Захар Иванович прогулялся между ульями, смел от летков мертвых пчел, думая при этом, что медовуху надо бы сварить, пока всех пчел варротоз не сгубил, затем осмотрелся по сторонам и вышел в ограду.
„Пойду-к схожу-ка я на бревна,— подумал Захар Иванович.— Может, из мужиков кто там уж и сидит? Кого, может, мухи, а кого, может, и похмелье выгнало из дому?“
Отодвинув затворину и открыв ворота, шагнул Захар Иванович на улицу. Подняв с земли калошу, запущенную им в петуха, и через забор бросив ее на крыльцо, он направился вдоль палисадника, заглядывая в запотевшие стекла окон дома своего.
„Семь часов Исленьского времени",— сказал „Альпинист" и умолк. А Захар Иванович разглядел за стеклом суетившуюся в комнате жену и подумал: „Подняла-а-ася, бедная, коечку свою родиму заправляет. Ох, не сломайся, туды-твою-растуды. Не перетрудись. Это сколь же сил надо потратить — койку-то застелить, поберегла бы уж себя, мать бы с ей, с постелей, так бы полежала, один хрен вечером снова расстилать**. И захотелось очень вдруг Захару Ивановичу что-нибудь сказать своей жене.
— Эй!
Матрена подошла к окну, протерла запотень, кивнула: дескать, слушаю.
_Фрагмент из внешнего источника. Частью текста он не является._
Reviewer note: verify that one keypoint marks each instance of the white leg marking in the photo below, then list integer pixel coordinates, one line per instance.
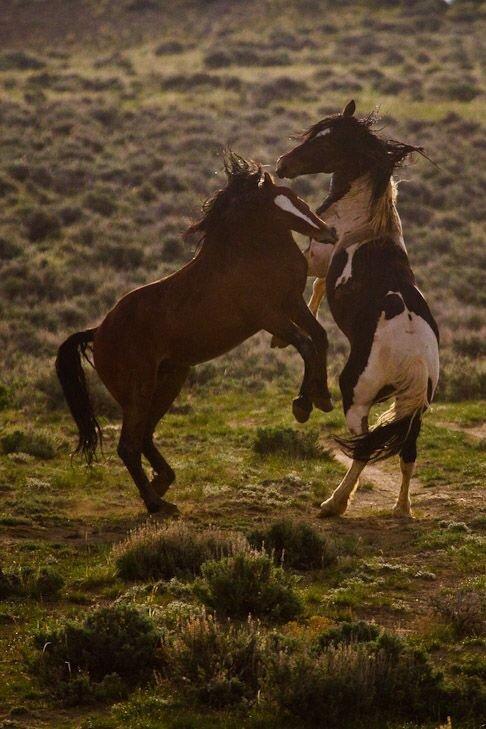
(402, 508)
(347, 270)
(337, 504)
(318, 292)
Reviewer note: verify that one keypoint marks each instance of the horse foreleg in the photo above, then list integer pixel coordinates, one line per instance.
(336, 505)
(317, 333)
(290, 332)
(318, 293)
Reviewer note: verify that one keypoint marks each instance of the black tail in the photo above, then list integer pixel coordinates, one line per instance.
(384, 441)
(73, 382)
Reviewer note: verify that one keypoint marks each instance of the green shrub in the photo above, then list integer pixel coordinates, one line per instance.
(287, 441)
(103, 203)
(34, 443)
(299, 545)
(216, 663)
(248, 584)
(5, 396)
(358, 631)
(346, 682)
(117, 642)
(44, 582)
(464, 609)
(155, 552)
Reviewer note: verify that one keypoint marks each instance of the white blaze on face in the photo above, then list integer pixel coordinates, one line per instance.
(284, 203)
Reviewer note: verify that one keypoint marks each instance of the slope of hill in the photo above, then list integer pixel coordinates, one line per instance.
(113, 118)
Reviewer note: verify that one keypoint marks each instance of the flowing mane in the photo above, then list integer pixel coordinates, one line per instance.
(243, 178)
(376, 156)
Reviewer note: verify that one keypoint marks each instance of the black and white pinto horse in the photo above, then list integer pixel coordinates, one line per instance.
(372, 295)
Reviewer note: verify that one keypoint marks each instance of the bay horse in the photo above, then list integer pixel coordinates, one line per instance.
(248, 275)
(372, 295)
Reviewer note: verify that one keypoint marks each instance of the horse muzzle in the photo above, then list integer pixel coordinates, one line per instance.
(326, 235)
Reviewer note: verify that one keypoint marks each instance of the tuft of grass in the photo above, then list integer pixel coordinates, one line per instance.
(215, 663)
(358, 631)
(345, 682)
(246, 584)
(45, 582)
(297, 545)
(287, 441)
(113, 649)
(464, 609)
(155, 552)
(33, 443)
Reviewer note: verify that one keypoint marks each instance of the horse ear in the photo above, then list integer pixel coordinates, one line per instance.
(350, 108)
(265, 180)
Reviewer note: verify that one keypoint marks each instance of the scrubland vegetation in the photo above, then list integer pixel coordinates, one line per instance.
(248, 611)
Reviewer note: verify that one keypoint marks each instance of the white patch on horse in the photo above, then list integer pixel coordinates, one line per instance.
(318, 257)
(347, 270)
(353, 210)
(404, 354)
(283, 202)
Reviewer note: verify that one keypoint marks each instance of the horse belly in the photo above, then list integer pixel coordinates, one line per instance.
(397, 343)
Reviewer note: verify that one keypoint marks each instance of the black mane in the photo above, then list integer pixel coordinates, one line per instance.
(243, 177)
(368, 150)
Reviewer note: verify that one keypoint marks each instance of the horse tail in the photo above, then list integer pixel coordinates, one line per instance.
(387, 437)
(74, 386)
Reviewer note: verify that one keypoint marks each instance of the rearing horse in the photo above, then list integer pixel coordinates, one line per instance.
(248, 275)
(372, 295)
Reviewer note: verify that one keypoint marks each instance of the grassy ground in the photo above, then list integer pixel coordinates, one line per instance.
(113, 117)
(58, 513)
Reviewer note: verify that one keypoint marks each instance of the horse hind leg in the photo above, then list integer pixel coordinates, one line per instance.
(130, 451)
(169, 384)
(408, 457)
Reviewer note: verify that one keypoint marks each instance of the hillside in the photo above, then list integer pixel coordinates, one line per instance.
(114, 115)
(247, 611)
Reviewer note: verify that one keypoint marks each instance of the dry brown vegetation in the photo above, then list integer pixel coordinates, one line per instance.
(113, 119)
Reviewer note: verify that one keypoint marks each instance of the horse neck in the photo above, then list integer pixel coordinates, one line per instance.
(249, 242)
(356, 210)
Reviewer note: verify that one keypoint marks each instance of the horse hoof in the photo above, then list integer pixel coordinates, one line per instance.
(301, 410)
(401, 513)
(323, 403)
(160, 484)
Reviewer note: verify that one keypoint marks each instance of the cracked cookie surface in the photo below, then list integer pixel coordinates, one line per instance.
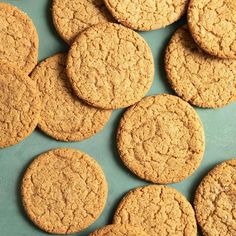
(158, 210)
(18, 38)
(71, 17)
(64, 116)
(161, 139)
(215, 201)
(197, 77)
(147, 15)
(119, 230)
(110, 66)
(213, 26)
(64, 191)
(19, 105)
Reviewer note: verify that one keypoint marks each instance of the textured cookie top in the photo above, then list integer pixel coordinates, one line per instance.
(213, 26)
(147, 15)
(159, 210)
(63, 115)
(161, 139)
(110, 66)
(197, 77)
(18, 38)
(19, 106)
(119, 230)
(71, 17)
(215, 201)
(64, 191)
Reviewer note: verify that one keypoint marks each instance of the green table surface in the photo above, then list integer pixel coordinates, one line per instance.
(219, 124)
— Ты пашто колун-то опять посередь ограды бросила?!
— А я ли это! Очурайся-ка.
— Мне и очурываться нечего. Не Бельмотрон же твой с ним гулевывал, а он, дак я ему башку-то живо отверну!
— Опомнись-ка! Кто, я, что ли, вечор на нем проволку перерубала, а? — Матрена взбила подушку и бросила ее на кровать. От незаслуженного обвинения глаза Матрены округлились — и так всегда, когда обидится.
Захар Иванович вспомнил, что вчера вечером на самом деле перерубал на обухе колуна проволоку на остожье, но услышал, как ругаются у Араниных, подскочил к щели в заборе, где и проторчал до скорых сумерек, а про колун так и забыл, увидев много интересного.
— Глаза-то не пучь свои лягушачьи. Уж ни в жись не признается. Морда бесстыжая. Это уж после меня, долго ли я порубил там. Запамятовала, дак так и скажи, нечего на других напраслину возводить, Привыкла всё на кого-то сваливать,— сказал так Захар Иванович и, уходя уже, добавил:— Носом в другой раз натыкаю. Сидит там, как раздрона.
Суха пыль на тропинках. Седа от росы трава. Темными следами избороздил поляны скот. Пожелтело солнце, задержись на нем взор — переливается игриво из желтого в зеленое, из зеленого — в фиолетовое. Гонит ветерок облачную занавесу, наполовину освободил от нее уже небо, не заметишь, как очистит всё.
„Вспомнил, так-вашу-растак! И точно, что пеленочное".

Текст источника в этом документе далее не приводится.